Anyway, here's a book from a mini-series that I bet you a quarter I don't find the rest of at that show: from 1989, Strikeforce: Morituri Electric Undertow #1, "Street Moves" Written by James D. Hudnall, pencils by Mark Bagley, inks by Carlos Garzón.
We checked out the last issue some time back, which had the same creative crew; but like a ton of other comics had the time this was an attempt to pivot to 'prestige format,' and maybe keep going as mini-series on their own schedule instead a month-in/month-out grind. Or maybe to charge $3.95 a pop instead of $1.50...Actually, before I bash that, let's math it out. This one's 52 adless pages for $3.95; while Strikeforce: Morituri #31 was $1.50 for 25 story pages, with ads. I'm basing the page counts on the GCD rather than counting myself, and I think the $1.50 book was a slightly higher-end than regular newsstand, newsprint comics, but it seems like a better deal. For readers, anyway; maybe the creative team got a bigger payout with the prestige format stuff. Also, I'm glad I looked this up, since this was a five issue mini and I wouldn't have guessed that. (A brief pause, as I just ordered a collection, with the tailend of the regular series and all of Electric Undertow!)
You may be wondering if I ordered it just to save myself some hassle, or I saw it cheap and snatched it, or some vague completionist urge, or was it actually good? Three out of four of those; but mainly, it is pretty good!
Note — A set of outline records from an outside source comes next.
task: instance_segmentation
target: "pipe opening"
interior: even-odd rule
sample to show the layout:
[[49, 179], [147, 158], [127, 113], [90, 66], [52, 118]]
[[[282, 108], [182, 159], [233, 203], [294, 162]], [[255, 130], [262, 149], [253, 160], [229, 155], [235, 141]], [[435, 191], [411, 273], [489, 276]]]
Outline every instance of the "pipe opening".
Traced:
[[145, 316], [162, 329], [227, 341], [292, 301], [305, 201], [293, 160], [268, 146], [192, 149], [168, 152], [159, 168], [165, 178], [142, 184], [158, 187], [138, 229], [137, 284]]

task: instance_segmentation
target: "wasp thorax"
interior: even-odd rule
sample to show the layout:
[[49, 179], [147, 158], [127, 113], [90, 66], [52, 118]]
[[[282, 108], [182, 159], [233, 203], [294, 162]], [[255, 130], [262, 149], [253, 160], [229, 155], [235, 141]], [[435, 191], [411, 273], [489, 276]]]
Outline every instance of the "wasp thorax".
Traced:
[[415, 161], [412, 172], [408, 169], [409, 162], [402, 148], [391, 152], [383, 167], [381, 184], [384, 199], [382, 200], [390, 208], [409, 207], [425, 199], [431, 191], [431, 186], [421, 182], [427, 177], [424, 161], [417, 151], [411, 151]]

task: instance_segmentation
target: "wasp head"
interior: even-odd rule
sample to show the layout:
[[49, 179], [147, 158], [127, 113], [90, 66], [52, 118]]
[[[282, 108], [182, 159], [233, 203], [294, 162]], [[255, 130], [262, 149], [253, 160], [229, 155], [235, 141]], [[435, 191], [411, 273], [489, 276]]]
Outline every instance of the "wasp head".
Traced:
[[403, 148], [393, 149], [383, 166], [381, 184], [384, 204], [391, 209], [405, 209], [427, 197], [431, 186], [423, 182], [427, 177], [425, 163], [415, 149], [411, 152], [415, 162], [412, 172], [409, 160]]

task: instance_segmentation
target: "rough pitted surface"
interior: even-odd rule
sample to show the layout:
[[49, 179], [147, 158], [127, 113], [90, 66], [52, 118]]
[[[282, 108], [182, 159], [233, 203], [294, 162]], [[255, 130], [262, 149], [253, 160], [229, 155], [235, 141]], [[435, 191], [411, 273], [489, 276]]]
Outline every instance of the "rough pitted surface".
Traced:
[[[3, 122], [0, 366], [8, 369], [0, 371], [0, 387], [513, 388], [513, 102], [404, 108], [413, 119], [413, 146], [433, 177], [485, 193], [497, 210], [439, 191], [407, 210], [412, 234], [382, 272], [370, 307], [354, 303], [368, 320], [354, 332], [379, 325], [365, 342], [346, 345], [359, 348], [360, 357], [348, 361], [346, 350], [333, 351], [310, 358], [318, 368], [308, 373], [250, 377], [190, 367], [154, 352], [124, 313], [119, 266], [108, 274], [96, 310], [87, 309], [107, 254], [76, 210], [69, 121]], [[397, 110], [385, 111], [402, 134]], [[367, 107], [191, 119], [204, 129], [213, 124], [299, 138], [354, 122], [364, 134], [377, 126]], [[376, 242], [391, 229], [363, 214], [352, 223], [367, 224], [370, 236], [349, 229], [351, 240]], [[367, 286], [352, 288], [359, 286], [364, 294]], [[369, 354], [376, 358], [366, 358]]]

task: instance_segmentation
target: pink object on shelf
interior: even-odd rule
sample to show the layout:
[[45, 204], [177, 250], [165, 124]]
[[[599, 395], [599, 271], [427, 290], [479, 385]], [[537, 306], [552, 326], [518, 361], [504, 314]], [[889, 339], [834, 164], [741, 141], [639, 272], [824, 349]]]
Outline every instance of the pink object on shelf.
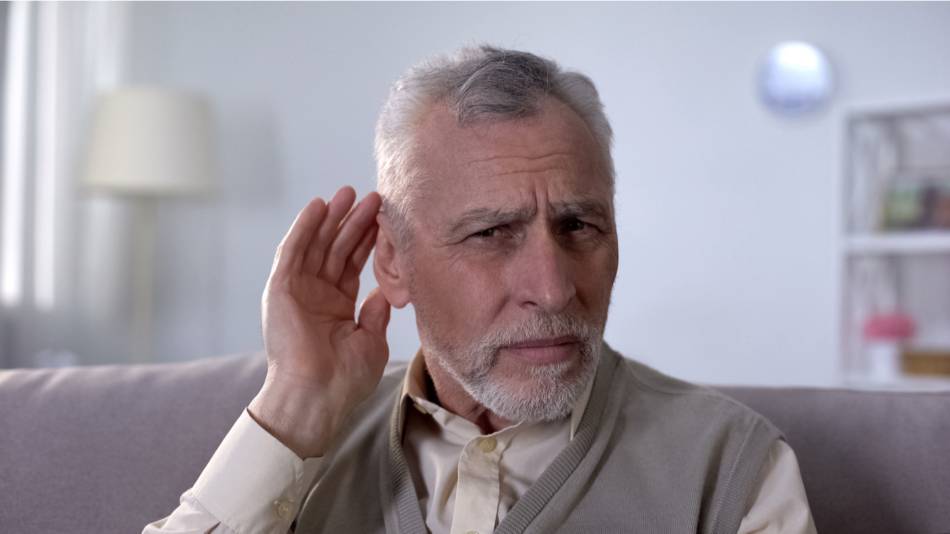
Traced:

Set ten years after the end of the regular series, after the alien Horde had been defeated, earth has settled back into being largely corporate-run states, with the citizens affluent and kind of dumb; addicted to VR and computer learning and/or consumerism. There also seems to be a lot of people spontaneously combusting, although no one knows why. Dan Baker is a private investigator, and one of the few surviving Morituri recipients (the one-year lifespan having been cured in the series) and has a fairly good life: he married one of his teammates, and they have two kids. Except he was currently living in his office, since he was afraid he was losing his mind; as he kept seeing one of his dead teammates, Will Deguchi. (I'm not positive, but I think Will was designed after early series artist Whilce Portacio!)
This was maybe less than a year out from New Warriors #1, so Bagley hadn't quite broken big yet; but this is nice work. Now, if I could just find that note I scribbled somewhere; I think I'm missing one, maybe two issues in the whole series; let's see if I can avoid buying the whole run twice!